Late last month, the U.S. Food and Drug Administration gave full, robust approval for the Pfizer vaccine. That vaccine is the one most Americans have taken and, like a similar Moderna version, makes use of mRNA technology that is one of those groundbreaking moments in medicine that our grandchildren will read about in history books.

There are still people who are hesitant or simply won’t take a shot for this virus if their life depends on it… literally. But others have said that FDA approval was what they were waiting for. Regardless of what experts told them, a percentage of Americans felt in their hearts that the vaccine was rushed. It didn’t matter whether Joe Biden or Donald Trump told them it was safe and that they should roll up their sleeves. They wanted to wait until they were sure the vaccine was safe.

So, we can check off one more reason to say no.

This leaves the fringes. People who have convinced themselves that the vaccines don’t work because we have breakthrough infections. That they make you magnetic. That they cause infertility. That they lead to autism. Or that the virus itself is a ruse created so Bill Gates can implant Microsoft Office into our brains. Those believers constitute the lowest common denominators of our society. There will just be some who are blinded by conspiracy and overwhelmed by “information,” unable to determine what is real any more. We will just have to live — or die — with that.

Meanwhile, our lives lurch along. Coastside students are back in classrooms and trying their best. So far, the schools are reporting cases you can count on one hand. Last week, the Half Moon Bay High School varsity football game was postponed because of coronavirus cases at San Mateo High School. We hear various rumors of individuals who might have contracted the disease and may be spreading it. For reasons that should be obvious, we tread lightly over those. We ask about the most credible of those rumors and are confident local school officials are telling us the truth about case rates and equally sure they are doing everything they can to trace and isolate people in the path of the virus.

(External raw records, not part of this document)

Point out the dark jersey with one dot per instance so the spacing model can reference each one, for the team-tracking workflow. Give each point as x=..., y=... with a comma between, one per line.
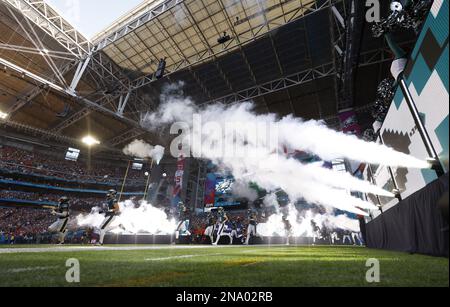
x=287, y=225
x=252, y=219
x=221, y=216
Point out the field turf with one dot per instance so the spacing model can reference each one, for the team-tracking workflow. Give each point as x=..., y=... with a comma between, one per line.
x=204, y=266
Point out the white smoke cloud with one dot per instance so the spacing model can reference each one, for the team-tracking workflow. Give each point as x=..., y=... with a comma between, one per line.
x=260, y=162
x=141, y=149
x=243, y=190
x=141, y=219
x=301, y=223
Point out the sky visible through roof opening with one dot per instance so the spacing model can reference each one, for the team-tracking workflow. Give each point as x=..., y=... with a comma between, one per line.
x=90, y=17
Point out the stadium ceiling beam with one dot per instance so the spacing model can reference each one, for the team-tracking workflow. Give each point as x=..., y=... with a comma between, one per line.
x=337, y=17
x=277, y=85
x=354, y=25
x=277, y=58
x=47, y=19
x=206, y=44
x=244, y=56
x=325, y=70
x=368, y=58
x=146, y=16
x=35, y=91
x=210, y=54
x=120, y=139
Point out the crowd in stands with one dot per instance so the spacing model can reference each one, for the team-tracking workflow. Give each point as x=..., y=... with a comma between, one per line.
x=27, y=162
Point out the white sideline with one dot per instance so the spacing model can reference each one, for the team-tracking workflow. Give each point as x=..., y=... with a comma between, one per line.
x=65, y=249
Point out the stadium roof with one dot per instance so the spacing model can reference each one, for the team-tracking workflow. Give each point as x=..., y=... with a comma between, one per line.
x=286, y=55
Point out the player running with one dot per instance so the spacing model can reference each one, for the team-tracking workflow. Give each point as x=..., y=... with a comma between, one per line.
x=209, y=231
x=184, y=222
x=111, y=210
x=251, y=228
x=62, y=213
x=222, y=218
x=287, y=228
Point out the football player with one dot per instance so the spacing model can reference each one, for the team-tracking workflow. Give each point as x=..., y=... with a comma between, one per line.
x=287, y=228
x=210, y=230
x=62, y=213
x=222, y=218
x=251, y=228
x=184, y=221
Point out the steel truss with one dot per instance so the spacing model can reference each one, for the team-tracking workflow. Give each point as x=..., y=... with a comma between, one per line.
x=109, y=77
x=148, y=14
x=236, y=42
x=46, y=18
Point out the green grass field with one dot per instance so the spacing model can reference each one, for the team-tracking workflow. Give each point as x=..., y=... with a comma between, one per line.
x=218, y=266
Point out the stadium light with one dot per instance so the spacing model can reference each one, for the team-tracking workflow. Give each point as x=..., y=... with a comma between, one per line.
x=90, y=141
x=3, y=115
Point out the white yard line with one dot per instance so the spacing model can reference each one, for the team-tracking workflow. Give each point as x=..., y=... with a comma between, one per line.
x=32, y=269
x=181, y=257
x=65, y=249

More of us are heading into the office. We’re venturing out to eat, for church services, to Labor Day gatherings … tentative steps that we hope take us toward a better day.

We now have the tools to get there. Mask up when in doubt. Get vaccinated if you haven’t already. Keep some distance. Stay tuned for information about potential boosters and the latest from trusted, real scientific experts like those at the Centers for Disease Control and Prevention and the San Mateo County Health Department. Encourage you’re your friends and family to do the same. We’re getting there. It’s time to lengthen those tentative steps into more determined strides.

— Clay Lambert

Clay Lambert is the editorial director for Coastside News Group. After years working at regional daily newspapers, he began as editor of the Half Moon Bay Review in 2004.